Auch wenn das Tier, das seinen Knochen einst (wie auch immer) lassen musste, nicht mehr ermittelt werden kann – so viel immerhin steht fest: Der kleine Knochen stammt aus Zentralafrika. Der Fundort Ishango liegt etwa 15 Kilometer nördlich des Äquators am Nordwestufer des Edward-Sees, an der Grenze zwischen Kongo und Uganda.
Der Edward-See (links) – Ishango lag einst an der Flussmündung am nördlichen Seeufer (rechts). Dort entdeckte Jean de Heinzelin den Knochen von Ishango.
Graphik Jan Schneider
Jean de Heinzelin
© Royal Belgian Institute of Natural Sciences, Brussels (WH S. 7)
Dort, an der Steilküste am Nordufer, hatte der belgische Biologe Hubert Damas 1935 Testgrabungen gemacht und die Proben nach Brüssel geschickt. Darunter war auch das Bruchstück eines frühmenschlichen Unterkiefers, das allemal interessant aussah; was schließlich 1950 dazu führte, dass Victor van Straelen, Direktor des Instituts für die Nationalparks in Belgisch-Kongo, den damals dreißigjährigen Geologen und Archäologen Jean de Heinzelin de Braucourt mit einer großangelegten archäologischen Expe-dition beauftragte. Der Ort Ishango ist eine Art frühzeitliches Pompeji: Er war über Jahrhunderte besiedelt, bevor er durch einen Vulkanausbruch verschüttet wurde. Die Datierung der Siedlungsreste war schwierig, auch wegen der Vulkanasche, die die Artefakte zwar wunderbar konserviert hat, die Ergebnisse der üblichen Radiokarbonmethode aber wegen ihrer sehr niedrigen Konzentration des Kohlenstoff-Isotops 14 C verfälschen kann. De Heinzelin schätzte das Alter des Wohnplatzes auf mindestens 8500 Jahre; heute, nach weiteren Grabungen und Untersuchungen aus dem Jahr 1985, wissen wir, dass die Fundstücke etwa 22 000 Jahre alt sind.

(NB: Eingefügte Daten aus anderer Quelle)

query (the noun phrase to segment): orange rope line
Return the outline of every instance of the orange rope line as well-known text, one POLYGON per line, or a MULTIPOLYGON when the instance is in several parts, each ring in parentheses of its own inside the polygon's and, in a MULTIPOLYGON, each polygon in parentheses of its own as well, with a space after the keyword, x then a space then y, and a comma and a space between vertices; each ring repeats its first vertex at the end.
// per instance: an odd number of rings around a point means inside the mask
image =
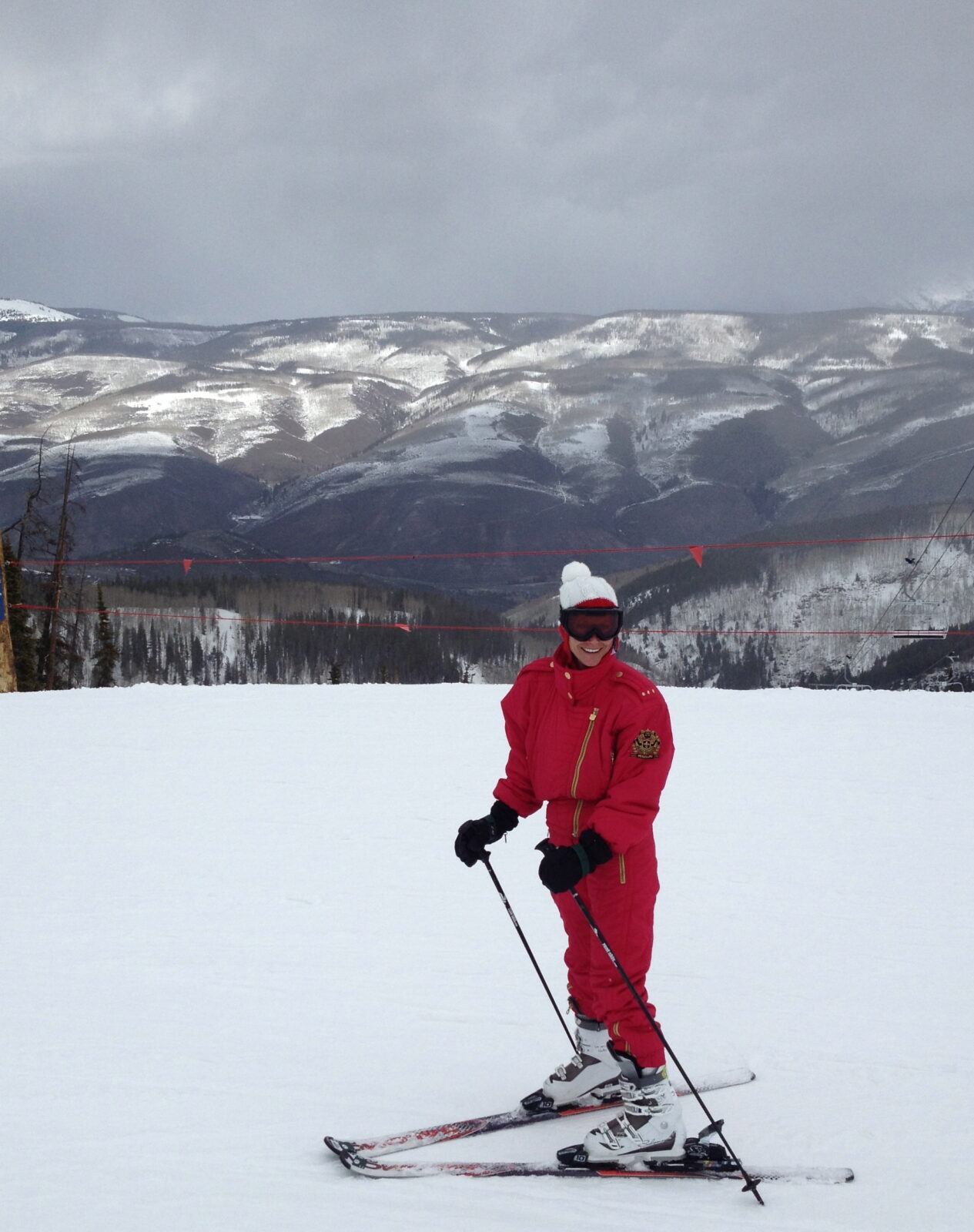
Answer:
MULTIPOLYGON (((23 611, 59 611, 69 616, 97 616, 97 607, 47 607, 42 604, 11 604, 23 611)), ((398 628, 404 633, 413 632, 453 632, 453 633, 557 633, 558 626, 550 625, 411 625, 405 621, 340 621, 340 620, 298 620, 288 616, 217 616, 196 612, 129 611, 126 609, 106 609, 108 616, 140 616, 148 620, 198 620, 201 625, 227 621, 239 625, 308 625, 323 628, 398 628)), ((643 633, 661 637, 685 634, 687 637, 863 637, 862 630, 851 628, 624 628, 623 633, 643 633)), ((869 636, 891 637, 889 630, 868 630, 869 636)), ((974 637, 974 630, 947 630, 947 637, 974 637)))

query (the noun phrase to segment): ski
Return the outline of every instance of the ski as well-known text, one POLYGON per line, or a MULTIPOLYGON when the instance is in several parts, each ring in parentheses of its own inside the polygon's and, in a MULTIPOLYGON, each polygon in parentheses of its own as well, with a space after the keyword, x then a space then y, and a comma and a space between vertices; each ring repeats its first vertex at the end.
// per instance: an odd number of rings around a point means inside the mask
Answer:
MULTIPOLYGON (((557 1163, 477 1162, 477 1163, 399 1163, 371 1156, 345 1153, 345 1167, 360 1177, 558 1177, 563 1180, 739 1180, 744 1174, 730 1159, 693 1159, 659 1163, 648 1168, 613 1168, 595 1165, 565 1167, 557 1163)), ((759 1167, 747 1164, 754 1181, 791 1180, 841 1185, 853 1179, 851 1168, 803 1168, 792 1165, 759 1167)))
MULTIPOLYGON (((699 1092, 723 1090, 725 1087, 743 1087, 754 1082, 754 1072, 745 1067, 738 1069, 719 1069, 697 1080, 699 1092)), ((677 1095, 687 1095, 690 1092, 681 1080, 674 1082, 674 1090, 677 1095)), ((389 1154, 393 1151, 414 1151, 416 1147, 430 1146, 433 1142, 453 1142, 456 1138, 473 1138, 480 1133, 496 1133, 497 1130, 510 1130, 517 1125, 536 1125, 538 1121, 554 1121, 563 1116, 578 1116, 580 1112, 598 1112, 607 1108, 618 1108, 622 1100, 614 1099, 602 1104, 589 1104, 586 1106, 574 1105, 571 1108, 552 1108, 550 1104, 534 1092, 526 1096, 517 1108, 506 1112, 493 1112, 489 1116, 473 1116, 464 1121, 445 1121, 442 1125, 429 1125, 421 1130, 405 1130, 401 1133, 388 1133, 376 1138, 335 1138, 326 1137, 325 1146, 334 1151, 340 1158, 342 1156, 369 1156, 377 1157, 389 1154), (529 1106, 526 1108, 525 1104, 529 1106)))

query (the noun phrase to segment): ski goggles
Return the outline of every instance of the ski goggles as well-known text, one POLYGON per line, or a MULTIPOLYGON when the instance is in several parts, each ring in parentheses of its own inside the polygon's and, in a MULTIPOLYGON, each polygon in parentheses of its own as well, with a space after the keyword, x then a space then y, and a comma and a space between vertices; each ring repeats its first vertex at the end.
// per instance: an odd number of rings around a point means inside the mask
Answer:
POLYGON ((587 642, 592 634, 600 642, 612 642, 622 628, 622 612, 618 607, 568 607, 559 623, 578 642, 587 642))

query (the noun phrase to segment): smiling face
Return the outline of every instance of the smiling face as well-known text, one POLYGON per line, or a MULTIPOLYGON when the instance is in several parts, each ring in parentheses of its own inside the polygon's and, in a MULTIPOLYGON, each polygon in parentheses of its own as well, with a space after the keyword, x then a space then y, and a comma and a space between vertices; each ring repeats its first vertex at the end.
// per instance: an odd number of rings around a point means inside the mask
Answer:
POLYGON ((569 634, 568 648, 571 650, 575 662, 580 668, 594 668, 600 664, 612 649, 612 642, 600 642, 595 633, 590 633, 584 642, 580 642, 576 637, 571 637, 569 634))

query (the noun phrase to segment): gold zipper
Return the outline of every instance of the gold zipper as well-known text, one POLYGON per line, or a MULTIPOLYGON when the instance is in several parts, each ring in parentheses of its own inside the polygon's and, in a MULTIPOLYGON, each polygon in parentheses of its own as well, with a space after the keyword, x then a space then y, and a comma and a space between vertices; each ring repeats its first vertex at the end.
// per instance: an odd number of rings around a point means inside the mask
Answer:
MULTIPOLYGON (((595 721, 596 721, 597 717, 598 717, 598 707, 596 706, 595 710, 589 716, 589 727, 587 727, 587 731, 585 732, 585 739, 581 742, 581 750, 579 752, 579 760, 575 763, 575 774, 574 774, 574 776, 571 779, 571 798, 573 800, 578 800, 578 796, 575 795, 575 792, 579 790, 579 775, 581 774, 581 764, 585 760, 585 754, 589 752, 589 740, 591 740, 591 738, 592 738, 592 731, 595 728, 595 721)), ((582 808, 584 803, 585 803, 585 801, 579 800, 578 804, 575 806, 575 816, 571 819, 571 837, 573 838, 578 838, 579 837, 579 818, 581 817, 581 808, 582 808)))

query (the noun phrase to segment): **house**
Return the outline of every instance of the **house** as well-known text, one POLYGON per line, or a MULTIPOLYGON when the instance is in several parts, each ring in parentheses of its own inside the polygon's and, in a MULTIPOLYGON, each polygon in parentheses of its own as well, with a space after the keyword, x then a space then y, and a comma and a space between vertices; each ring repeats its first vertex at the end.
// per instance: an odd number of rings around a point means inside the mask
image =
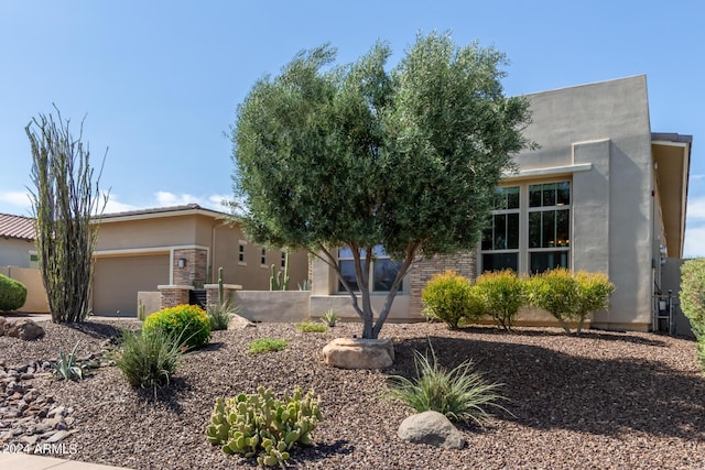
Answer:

Über seine Entdeckungen schrieb Jean de Heinzelin:
Das faszinierendste und phantasieanregendste Fundstück aus Ishango ist nicht eine Harpunenspitze, sondern ein knöcherner Werkzeuggriff, an dessen Kopf in einer engen Aushöhlung ein kleines Quarz-Bruchstück befestigt ist. Zunächst einmal legen seine Form und der scharfe Stein an seiner Spitze nahe, dass er zum Gravieren oder Tätowieren verwendet wurde oder sogar zu irgendeiner Art von Schreiben. Noch interessanter sind jedoch seine Markierungen: Gruppen von Einkerbungen in drei Spalten. Das Muster dieser Einkerbungen führt mich zu der Vermutung, dass sie mehr darstellen als Dekoration. Wenn man sie zählt, entstehen mehrere Zahlenfolgen. In einer der Spalten finden sich vier Gruppen von 11, 13, 17 und 19 einzelnen Kerben.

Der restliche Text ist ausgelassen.